Unique Factorization Integers Definition

Question

I'm currently reading on integers, specifically for unique factorization for my abstract algebra course and I'm already stuck.

The text reads:

Write d|m if d divides m. It is easy to prove, from the definition, that if d|x and d|y then d|(ax + by) for any integers x, y, a, b.

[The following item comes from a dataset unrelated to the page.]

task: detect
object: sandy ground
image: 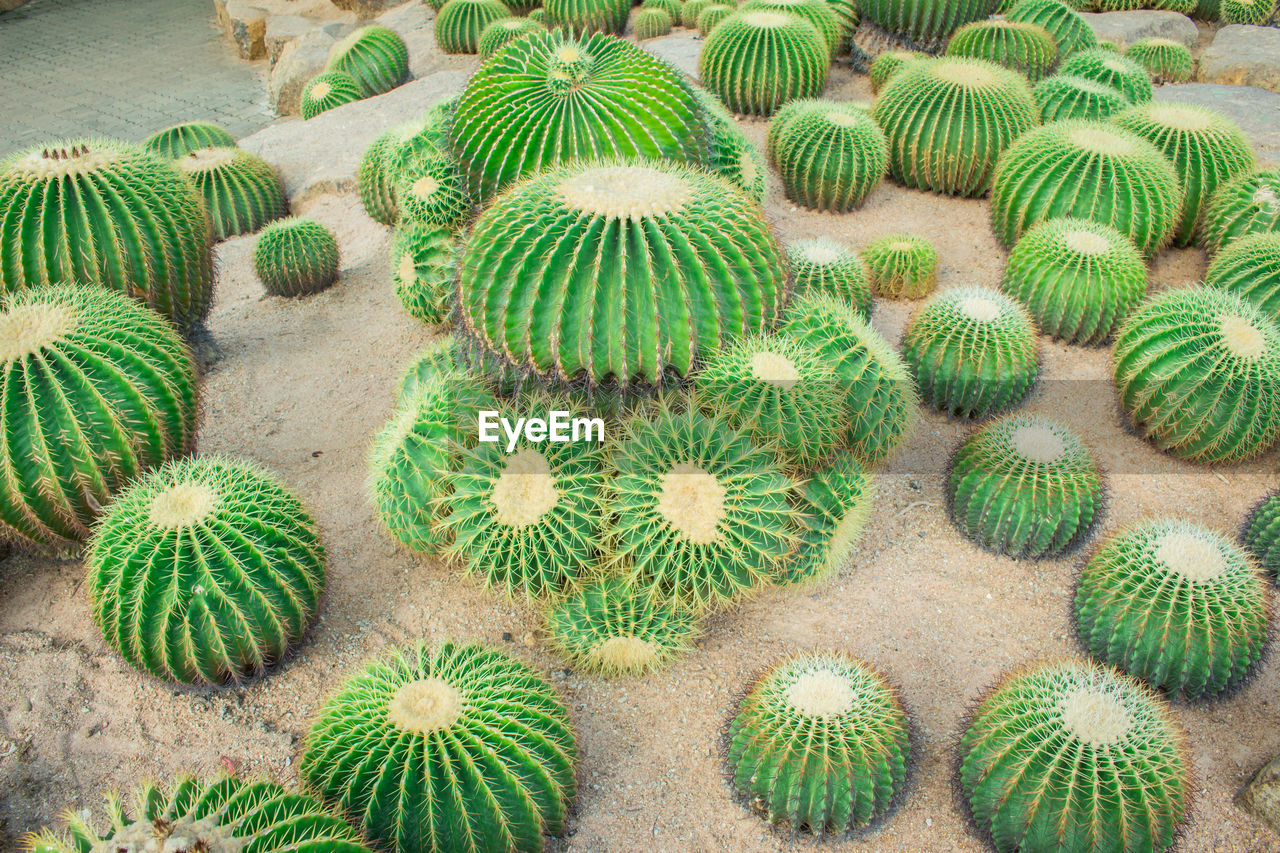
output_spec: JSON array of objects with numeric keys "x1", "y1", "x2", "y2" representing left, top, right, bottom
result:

It's not immediately obvious to me why you wouldn't just write d|(x+y) or d|(ax+ay) instead of d|(ax+by). My initial thought was to show that d|(ax+by) won't be a fraction, but I can't think of an example that would make d|(x+y) be a fraction.

Thank you for helping!

Answer 1

Writing $d|(ax+by)$ is more general. It allows you to pick any $a,b$ you want and apply the theorem. If we just wrote $d|(x+y)$ we wouldn't know we could multiply each of the terms by any integer we want and still have the divisibility. You could prove a second theorem that $d|x \implies d|(ax)$ and then use the two together plus the commutativity of addition to get what you want, but it is more work. It is better to make the theorem more general and save the work later.

Answer 2

They will soon invent in the text book the notion of an "ideal", in our case $(d)$ (in standard notation), the set of all elements divisible by $d$, is such an ideal. An "ideal" $I$ of some commutative ring $R$ can be defined in the following two obviously equivalent ways:

• $I$ is an ideal of $R$, iff it is closed w.r.t. sum of its elements, and w.r.t multiplication with arbitrary elements of $R$. Using letters, for all $x,y\in I$, all $a$ in $R$ the elements $x+y$ and $ax$ are in $I$.

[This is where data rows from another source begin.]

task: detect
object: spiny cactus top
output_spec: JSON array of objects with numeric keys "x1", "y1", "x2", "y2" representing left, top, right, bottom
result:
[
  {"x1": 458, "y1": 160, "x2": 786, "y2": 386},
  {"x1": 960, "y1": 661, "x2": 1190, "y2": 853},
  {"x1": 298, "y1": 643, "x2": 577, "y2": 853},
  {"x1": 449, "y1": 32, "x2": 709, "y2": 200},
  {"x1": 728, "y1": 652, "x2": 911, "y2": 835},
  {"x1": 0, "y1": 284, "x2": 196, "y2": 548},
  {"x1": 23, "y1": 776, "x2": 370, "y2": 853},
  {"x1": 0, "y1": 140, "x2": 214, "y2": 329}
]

• $I$ is an ideal of $R$, iff for all $x,y\in I$, all $a,b$ in $R$ the element $ax+by$ is in $I$.

It is just matter of taste which of the relations should be extracted and considered as definition. Usually, when we show that some $I$ is an ideal, we use the first definition, which wants "less". When we use the property of being an ideal, we use often the second definition, thus possibly having the economy of only one sentence.